[HN Gopher] About That OpenAI "Breakthrough"
       ___________________________________________________________________
        
       About That OpenAI "Breakthrough"
        
       Author : passwordoops
       Score  : 21 points
       Date   : 2023-11-23 16:59 UTC (6 hours ago)
        
 (HTM) web link (garymarcus.substack.com)
 (TXT) w3m dump (garymarcus.substack.com)
        
       | gwnywg wrote:
       | I find it weird to see people calling A* an 'AI technique'... Is
       | BFS or DFS an AI technique too? I thought it's merely a search
       | algorithm...
        
         | svachalek wrote:
         | AI is the cutting edge of CS. When it's well understood it
         | stops being AI. Some day LLM and neural nets will get the same
         | reaction... who calls LLM "AI"? It's just a formula!
        
         | ashiban wrote:
         | Most likely for historical reasons where A* was used alot in
         | games path finding for in-game AI characters
        
         | furyofantares wrote:
         | I first learned it in the famous book "Artificial Intelligence:
         | A Modern Approach" by Peter Norvig. I think 3 chapters are
         | dedicated to search.
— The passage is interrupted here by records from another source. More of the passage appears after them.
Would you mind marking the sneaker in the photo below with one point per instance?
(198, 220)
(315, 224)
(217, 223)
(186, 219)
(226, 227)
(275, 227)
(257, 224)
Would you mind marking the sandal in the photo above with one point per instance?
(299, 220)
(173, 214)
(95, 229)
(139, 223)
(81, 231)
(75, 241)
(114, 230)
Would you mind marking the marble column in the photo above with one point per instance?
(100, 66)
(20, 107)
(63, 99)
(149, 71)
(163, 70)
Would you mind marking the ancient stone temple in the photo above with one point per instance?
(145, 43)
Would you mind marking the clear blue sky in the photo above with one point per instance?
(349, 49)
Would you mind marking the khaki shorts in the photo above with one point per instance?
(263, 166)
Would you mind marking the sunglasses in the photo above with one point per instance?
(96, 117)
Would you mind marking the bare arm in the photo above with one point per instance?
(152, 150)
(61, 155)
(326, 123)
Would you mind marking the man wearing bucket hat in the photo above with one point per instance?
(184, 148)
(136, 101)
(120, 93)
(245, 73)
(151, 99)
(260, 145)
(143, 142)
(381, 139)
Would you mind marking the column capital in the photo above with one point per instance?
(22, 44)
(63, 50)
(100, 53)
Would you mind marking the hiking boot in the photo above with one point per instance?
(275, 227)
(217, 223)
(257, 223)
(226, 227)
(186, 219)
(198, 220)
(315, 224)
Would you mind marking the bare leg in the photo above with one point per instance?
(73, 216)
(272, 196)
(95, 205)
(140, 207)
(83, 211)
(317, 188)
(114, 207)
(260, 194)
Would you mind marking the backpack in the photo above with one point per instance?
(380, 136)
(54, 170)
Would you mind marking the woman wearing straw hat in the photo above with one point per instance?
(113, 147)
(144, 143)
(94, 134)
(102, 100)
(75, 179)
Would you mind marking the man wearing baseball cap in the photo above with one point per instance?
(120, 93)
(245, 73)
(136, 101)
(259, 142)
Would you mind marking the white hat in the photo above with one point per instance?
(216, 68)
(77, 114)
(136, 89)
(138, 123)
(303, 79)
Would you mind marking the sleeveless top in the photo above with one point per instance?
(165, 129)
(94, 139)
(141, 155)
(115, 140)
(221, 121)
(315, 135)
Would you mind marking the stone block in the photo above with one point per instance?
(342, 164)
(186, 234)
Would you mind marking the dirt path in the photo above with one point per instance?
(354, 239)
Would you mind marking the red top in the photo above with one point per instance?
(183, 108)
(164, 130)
A lot of AI can be framed as search, and a
         | whole lot of historical AI, or mundane present AI, is
         | straightforward search.
        
         | Ukv wrote:
         | When it was published, A* was considered within the field of
         | AI. The paper[0]'s authors were from Stanford's AI group.
         | 
         | The "AI effect"[1] describes how the field tends to get left
         | with only the cutting-edge research.
         | 
         | [0]: http://ai.stanford.edu/~nilsson/OnlinePubs-
         | Nils/PublishedPap...
         | 
         | [1]: https://en.wikipedia.org/wiki/AI_effect
        
           | T-A wrote:
           | By way of [1], here [2] is a paper about A* also posted under
           | CS/AI. It introduces "Q* search, a search algorithm that uses
           | deep Q-networks to guide search" and uses it "to solve the
           | Rubik's cube", the thing which Gary Marcus complained about
           | OpenAI not having done with a neural network in 2019.
           | 
           | As pointed out by techbro92 [3] the authors do not seem to be
           | affiliated with OpenAI, but AFAIK nobody claimed that OpenAI
           | _invented_ Q*. It 's not hard to imagine OpenAI trying it out
           | with their Rubik-solving robot hand and then starting to
           | think about other things it might be applied to.
           | 
           | [1] https://news.ycombinator.com/item?id=38395959
           | 
           | [2] https://arxiv.org/abs/2102.04518
           | 
           | [3] https://news.ycombinator.com/item?id=38398243
        
         | naasking wrote:
         | Search is 100% key to AI, even historically. Prolog has its
         | roots in AI research, and Prolog evaluation is a form of
         | unification, which is a search.
        
         | lagrange77 wrote:
         | I think (probabilistic) logic programming also relies on graph
         | traversal/path searching, which is part of the symbolic AI
         | paradigm.
        
         | flohofwoe wrote:
         | Probably because of A*'s popularity for path finding in game
         | development. Everything that imitates human-like behaviour in
         | games is called "AI", even when most of it is just a big messy
         | hairball of adhoc if-else code under the hood ;)
        
       | Buttons840 wrote:
       | I'm trying to refresh mind on what Q learning is, if I may think
       | out loud here?
       | 
       | Q is an evaluation of how good a state is assuming the agent acts
       | optimally going forward. In Chess for example, sacrificing a rook
       | to capture a queen would have a high Q value. Sacing a rook is
       | bad, but gaining the queen later is better. Q values are supposed
       | to see past immediate consequences and reflect the long term
       | consequences.
       | 
       | How do we find a Q value though? We can look several steps ahead,
       | or we can look to the end of the game, etc. These aren't real Q
       | values though, because optimal actions probably weren't taken. We
       | can use Bellman equations, which roughly update one Q value by a
       | small amount to the _maximum_ of the next possible states, which
       | results in the highest Q values gradually flowing backward into
       | states that can lead to good outcomes.
       | 
       | I'm trying to think how this would apply to LLMs though. Where do
       | the basic values come from? In Chess the basic values are the
       | number of pieces, or whether or not a side ultimately wins. What
       | are the basic values in a LLM? What is the Q agent aiming to do?
        
         | jacquesm wrote:
         | In computer chess, traditionally 'minimax' was the strategy
         | that allowed you to efficiently probe ahead. The only
         | requirement for this is that your evaluation function returns a
         | single (scalar) value.
        
         | seanhunter wrote:
         | I don't think your intuition about computer chess is going to
         | help you here with transformer architecture.
         | 
         | Usually in transformer models[1], for each attention head there
         | are 3 vectors of weights, known as q(uery), k(ey) and v(alue).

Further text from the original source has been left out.